Ha ha, welcome to my world !
Or rather, welcome to the world of the multitracker.
I have a few more in the works
I think you'll find that songwriting is like the malaria virus. It never truly leaves you and can strike just when you least expect it.....I had it in '77, '78......and '90 !
 
Well, I’ve been playing since 1984 and I’ve written music, helped with lyrics but never could claim I wrote an entire song by myself until August this year (2023)! We have an awesome place here in our town called The Writer’s Colony. They usually focus on fiction writers but in August, they had a fella from Nashville, named Tim Easton, come and teach a workshop. It was fantastic, he was not only a great teacher but a fantastic songwriter and musician. He really focused on us and not himself, though, helping each of us bring out what was inside of us.

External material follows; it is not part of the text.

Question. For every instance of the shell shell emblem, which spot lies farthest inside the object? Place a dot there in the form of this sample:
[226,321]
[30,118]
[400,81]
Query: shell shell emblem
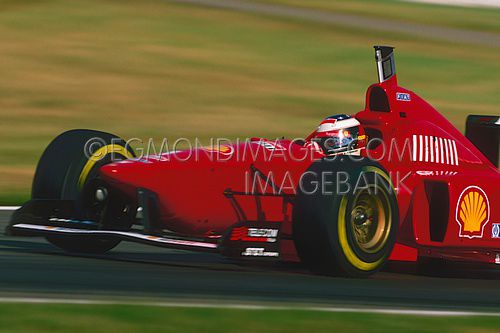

This is my song, called Swear I‘ll Never. I also entered it into the American Songwriter contest.
I originally wrote it on the guitar with a 5th fret capo, but I’d always intended for it to be a ukulele song. Tim said he wanted us to write a song with no more than 3 chords that was like a campfire song, something anyone would like to sing along with. Others in the group didn’t really do that very well but I really embraced this idea.
I recorded this on my Tascam M-520 using a Neumann TLM 103 for my Kala USA Koa Super Tenor uke with low G tuning and a Shure SM7B for vocals all live to Tascam 32B before bringing it into Logic via my MOTU 16A interface and uploading it to soundcloud.
Here it is, Swear I’ll Never by Patrick Burnett:
The Ukulele sound pretty good for the most part - some peakiness on certain parts - and while the vocals sound good - you have too much bass coming through.
 
Sweet. This is my favorite kind of music now.
Oh how many times have I swore I'll never do that again, but I never felt like whistling about it LOL.
Sweet recording - don't you just love the TLM 103?